Consumer Federation of America and AFR Decry House Financial Services Committee Vote to Weaken Post-Enron Fraud Protections

Consumer Federation of America and Americans for Financial Reform Decry

House Financial Services Committee Vote to Weaken Post-Enron Fraud Protections

WASHINGTON, Nov. 4, 2009 –Today, Americans for Financial Reform and Consumer Federation of America released the following statement in response to the House Financial Services Committee vote to weaken protections against accounting fraud at roughly half of all public companies.  The 37-32 vote came on an amendment by Rep. John Adler (D-NJ) and Rep. Scott Garrett (R-NJ) that permanently exempts companies with less than $75 million in market capitalization from the requirement under Section 404(b) of the Sarbanes-Oxley Act that auditors assess the effectiveness of the company’s accounting fraud controls as part of their annual financial statements audit:

Joint statement of Heather Booth, Executive Director of Americans for Financial Reform and Barbara Roper, Director of Investor Protection at the Consumer Federation of America:

The process of cleaning up Wall Street is long, complicated, and ugly. As we struggle to design legislation to create real reform, some big banks and their political representatives are rolling back existing transparency and accountability. Sadly, the argument that regulation is simply too costly and too burdensome clearly still has enormous influence on many members in Congress. Today’s vote on SOX 404 in the House Financial Services Committee is a classic and distressing case in point.

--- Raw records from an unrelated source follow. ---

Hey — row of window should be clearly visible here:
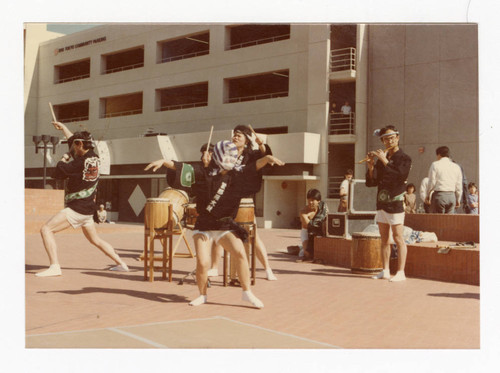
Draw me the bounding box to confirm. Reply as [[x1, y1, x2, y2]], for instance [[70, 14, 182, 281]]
[[54, 70, 289, 123], [54, 25, 290, 84]]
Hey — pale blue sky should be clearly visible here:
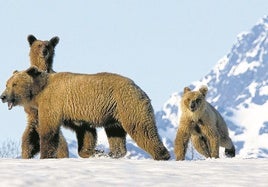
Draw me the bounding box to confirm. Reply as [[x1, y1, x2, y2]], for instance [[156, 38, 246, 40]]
[[0, 0, 268, 141]]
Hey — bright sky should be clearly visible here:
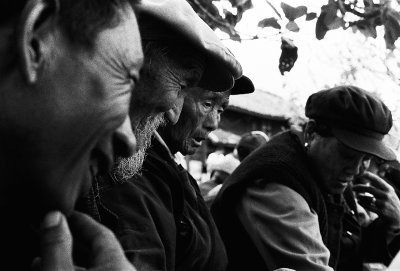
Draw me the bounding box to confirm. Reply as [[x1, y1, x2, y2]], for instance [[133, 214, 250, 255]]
[[216, 0, 400, 129]]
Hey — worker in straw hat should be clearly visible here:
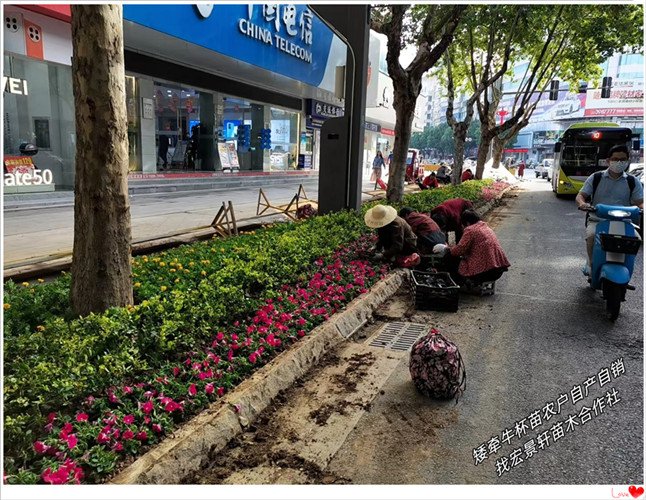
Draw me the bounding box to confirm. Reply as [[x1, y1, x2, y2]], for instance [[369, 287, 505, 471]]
[[364, 205, 420, 267]]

The Committee is voting on legislation designed to protect investors’ like the millions who lost their retirement savings in this Great Recession. Amazingly, after the worst financial crisis since the Great Depression, this bill is being used by some as a vehicle to roll back what few effective protections investors already have by weakening reforms put in place after the Enron collapse.

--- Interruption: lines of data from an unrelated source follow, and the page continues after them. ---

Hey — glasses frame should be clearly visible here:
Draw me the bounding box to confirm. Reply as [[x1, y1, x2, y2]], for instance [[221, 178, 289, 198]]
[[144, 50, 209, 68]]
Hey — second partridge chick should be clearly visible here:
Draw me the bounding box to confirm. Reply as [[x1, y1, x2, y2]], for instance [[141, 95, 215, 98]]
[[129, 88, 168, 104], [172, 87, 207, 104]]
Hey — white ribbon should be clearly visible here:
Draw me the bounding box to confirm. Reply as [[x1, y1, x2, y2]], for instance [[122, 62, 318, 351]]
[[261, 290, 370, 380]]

SOX 404 has been hailed by investors as a crucial reform, but has been under constant attack by the business community.  Despite extensive revisions to the standards to make them ‘less burdensome’ and costly, a recent SEC study showing that implementation costs have dropped dramatically, and

independent studies that show a drop in costly restatements at companies that have implemented SOX 404, the opponents just keep coming with their demands for a small-company exemption.

As a result of these attacks, companies with under $75 million in market capitalization have still not implemented the audit requirement more than seven years after the law took effect.  Thanks to the Adler/Garret amendment, they never will.

Organizations such as the CFA Institute Centre for Financial Market Integrity, Council of Institutional Investors, and the American Association of Individual Investors are supportive of full SOX implementation. In a recent letter to the House Financial Services Committee, these groups noted that “SOX has contributed significantly to restoring investor confidence, which was shaken from the scandals that occurred just prior to its enactment. In particular, we believe that the external auditor’s involvement under Section 404(b) has played a crucial role in promoting reliable financial reports, which are essential to providing investors with the information they need to make confident investment decisions. In fact, according to a 2007 survey conducted by the AARP, over half of the respondents noted that SOX made them more confident in the information they receive from companies before they decide to purchase their stock.” (Letter can be found here)

Members had a chance to demonstrate that they are committed to protecting the public interest and not the special interests.  Unfortunately, with their vote on the Adler/Garrett amendment, a majority of the Committee failed that test.